I've talked to the school VP, he says he will search her bag and locker if he detects an odour. 

I have this info by word of mouth, but no direct proof. It greatly upsets me, but does explain why she chose not to share time with me. The courts have told me that at her age they will not enforce a court order for access. 

I am not sure what to do about this? 

I tried to appeal to my ex, but he blew me off and said it was a lie on my part.


----------



## turnera (Jan 22, 2010)

The best thing you can do is show her YOUR morals that YOU live by, report anything that you see that is harmful to a child, and wait. She'll figure out that you have her back, but it may not be until later. I hated my mom at that age and frankly didn't want to be around her until I was about 21, when I finally 'got it.'


----------



## doubletrouble (Apr 23, 2013)

A lot of it is peer influence, in my experience.
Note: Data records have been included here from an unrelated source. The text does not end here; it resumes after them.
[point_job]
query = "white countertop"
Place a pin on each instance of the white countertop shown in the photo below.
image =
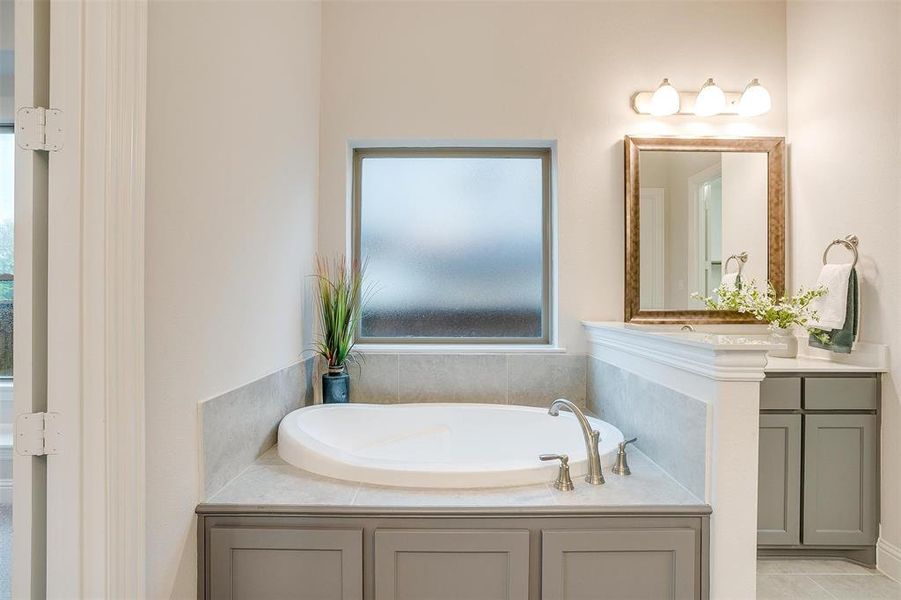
(271, 483)
(864, 358)
(811, 364)
(743, 339)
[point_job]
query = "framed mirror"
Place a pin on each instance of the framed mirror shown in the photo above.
(699, 210)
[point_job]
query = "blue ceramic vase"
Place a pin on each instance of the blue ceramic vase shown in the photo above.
(335, 388)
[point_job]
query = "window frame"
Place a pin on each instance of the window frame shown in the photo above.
(544, 153)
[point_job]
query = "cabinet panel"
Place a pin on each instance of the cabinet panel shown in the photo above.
(780, 393)
(840, 479)
(840, 393)
(449, 564)
(302, 564)
(779, 480)
(649, 564)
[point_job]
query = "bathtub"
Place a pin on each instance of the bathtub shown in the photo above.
(437, 445)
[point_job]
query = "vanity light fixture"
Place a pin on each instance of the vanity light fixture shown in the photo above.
(710, 101)
(755, 100)
(665, 100)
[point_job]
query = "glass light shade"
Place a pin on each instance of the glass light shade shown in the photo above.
(755, 100)
(665, 100)
(710, 101)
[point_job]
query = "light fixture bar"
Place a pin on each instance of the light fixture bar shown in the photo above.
(641, 103)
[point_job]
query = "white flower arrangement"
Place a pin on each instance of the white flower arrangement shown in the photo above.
(779, 312)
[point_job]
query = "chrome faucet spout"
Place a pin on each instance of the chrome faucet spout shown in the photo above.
(592, 437)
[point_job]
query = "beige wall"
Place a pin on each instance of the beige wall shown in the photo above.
(549, 70)
(844, 128)
(233, 102)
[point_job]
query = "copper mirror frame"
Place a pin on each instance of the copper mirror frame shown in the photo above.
(775, 150)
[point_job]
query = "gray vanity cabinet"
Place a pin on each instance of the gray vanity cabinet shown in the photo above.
(615, 564)
(818, 483)
(779, 480)
(445, 564)
(263, 563)
(840, 479)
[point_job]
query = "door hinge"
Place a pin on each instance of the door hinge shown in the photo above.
(39, 128)
(37, 434)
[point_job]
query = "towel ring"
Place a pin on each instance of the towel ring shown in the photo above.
(850, 242)
(740, 259)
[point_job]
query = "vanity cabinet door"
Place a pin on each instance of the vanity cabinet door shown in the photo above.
(274, 564)
(840, 485)
(638, 564)
(438, 564)
(779, 480)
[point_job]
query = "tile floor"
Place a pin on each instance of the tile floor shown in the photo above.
(822, 580)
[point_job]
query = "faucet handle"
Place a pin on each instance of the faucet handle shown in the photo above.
(622, 445)
(564, 482)
(622, 465)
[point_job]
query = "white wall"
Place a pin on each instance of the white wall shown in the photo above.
(545, 70)
(233, 101)
(844, 127)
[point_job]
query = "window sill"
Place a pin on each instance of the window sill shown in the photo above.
(458, 349)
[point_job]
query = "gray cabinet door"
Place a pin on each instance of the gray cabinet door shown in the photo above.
(281, 564)
(779, 480)
(840, 479)
(438, 564)
(615, 564)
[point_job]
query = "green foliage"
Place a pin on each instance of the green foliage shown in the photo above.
(340, 299)
(781, 312)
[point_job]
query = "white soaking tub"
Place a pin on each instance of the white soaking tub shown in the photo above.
(438, 445)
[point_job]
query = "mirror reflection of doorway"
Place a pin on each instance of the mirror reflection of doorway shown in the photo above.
(710, 208)
(652, 283)
(706, 192)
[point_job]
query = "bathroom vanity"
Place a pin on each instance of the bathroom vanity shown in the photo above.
(277, 531)
(819, 460)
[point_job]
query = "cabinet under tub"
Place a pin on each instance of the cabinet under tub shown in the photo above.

You may want to try talking to her friends' parents, if possible or practical.


----------



## EnjoliWoman (Jul 2, 2012)

But her daughter won't come to see her and Dad doesn't believe (or is ignoring to keep daughter away from Indie) so there's no way to get a urine test except by going through social services and having her ordered to comply.


----------



## indiecat (Sep 24, 2012)

I've spoken to CAS and they talked to him and tried to talk to her in the fall, the case was closed. I suppose I need to realize I've done what I can. Hopefully she will realize it when she matures.


----------



## turnera (Jan 22, 2010)

She probably will. Most do.


----------